Intronic FGF14 GAA repeat expansions have recently been found to be a common cause of hereditary ataxia (GAA-FGF14 ataxia; SCA27B). The global epidemiology and regional prevalence of this newly reported disorder remain to be established. In this study, we investigated the frequency of GAA-FGF14 ataxia in a large cohort of Brazilian patients with unsolved adult-onset ataxia.

We recruited 93 index patients with genetically unsolved adult-onset ataxia despite extensive genetic investigation and genotyped the FGF14 repeat locus. Patients were recruited across 4 different regions of Brazil.

Of the 93 index patients, 8 (9%) carried an FGF14 (GAA)_≥250 expansion. The expansion was also identified in 1 affected relative. Seven patients were of European descent, 1 was of African descent, and 1was of admixed American ancestry. One patient carrying a (GAA)₃₇₆ expansion developed ataxia at age 28 years, confirming that GAA-FGF14 ataxia can occur before the age of 30 years. One patient displayed episodic symptoms, while none had downbeat nystagmus. Cerebellar atrophy was observed on brain MRI in 7 of 8 patients (87%).

Our results suggest that GAA-FGF14 ataxia is a common cause of adult-onset ataxia in the Brazilian population, although larger studies are needed to fully define its epidemiology.
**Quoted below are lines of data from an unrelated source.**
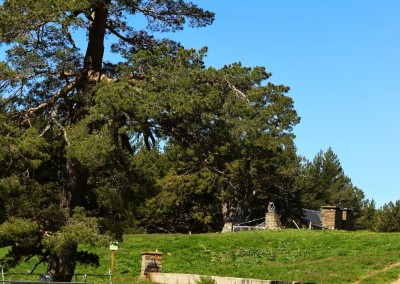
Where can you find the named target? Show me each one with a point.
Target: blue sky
(342, 61)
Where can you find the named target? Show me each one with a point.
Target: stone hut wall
(331, 217)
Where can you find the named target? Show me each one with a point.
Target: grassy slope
(302, 255)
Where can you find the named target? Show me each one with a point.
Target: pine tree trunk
(97, 30)
(62, 267)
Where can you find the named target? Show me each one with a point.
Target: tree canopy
(75, 128)
(91, 145)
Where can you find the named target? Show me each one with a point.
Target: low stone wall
(177, 278)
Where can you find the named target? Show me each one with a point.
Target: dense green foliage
(303, 255)
(157, 142)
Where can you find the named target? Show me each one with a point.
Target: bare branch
(237, 91)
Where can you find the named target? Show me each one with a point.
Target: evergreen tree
(387, 218)
(67, 137)
(323, 182)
最近发现内含子FGF14 GAA 重复扩增是遗传性共济失调（GAA- FGF14共济失调；SCA27B）的常见原因。这种新报告疾病的全球流行病学和区域患病率仍有待确定。在这项研究中，我们调查了一大群患有未解决的成人发病性共济失调的巴西患者中GAA- FGF14共济失调的频率。

尽管进行了广泛的基因调查，我们还是招募了 93 名患有遗传未解决的成人发病性共济失调的指标患者，并对FGF14重复基因座进行了基因分型。在巴西 4 个不同地区招募患者。
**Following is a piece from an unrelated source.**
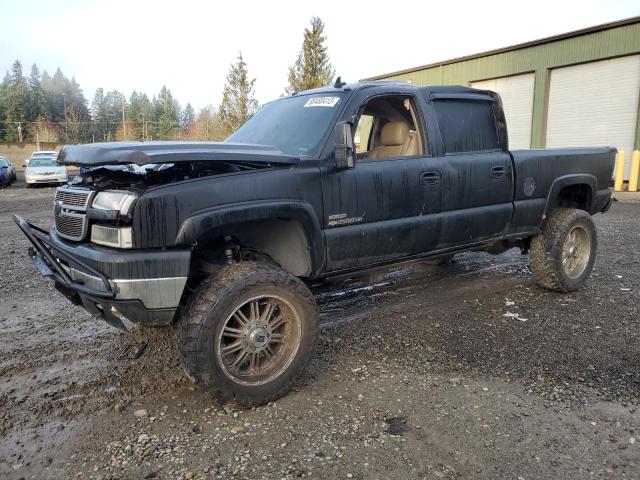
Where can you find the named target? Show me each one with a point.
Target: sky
(189, 45)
在 93 名指数患者中，8 名 (9%) 携带FGF14 (GAA) _≥250扩增。在 1 名受影响的亲属中也发现了这种扩张。7名患者是欧洲血统，1名是非洲血统，1名是美国混血儿。一名携带 (GAA) ₃₇₆扩展的患者在 28 岁时出现共济失调，证实 GAA- FGF14共济失调可能在 30 岁之前发生。一名患者表现出阵发性症状，但没有人出现悲观的眼球震颤。8 名患者中有 7 名 (87%) 的脑部 MRI 观察到小脑萎缩。

我们的结果表明，GAA- FGF14共济失调是巴西人群中成人发病的共济失调的常见原因，尽管需要更大规模的研究来完全确定其流行病学。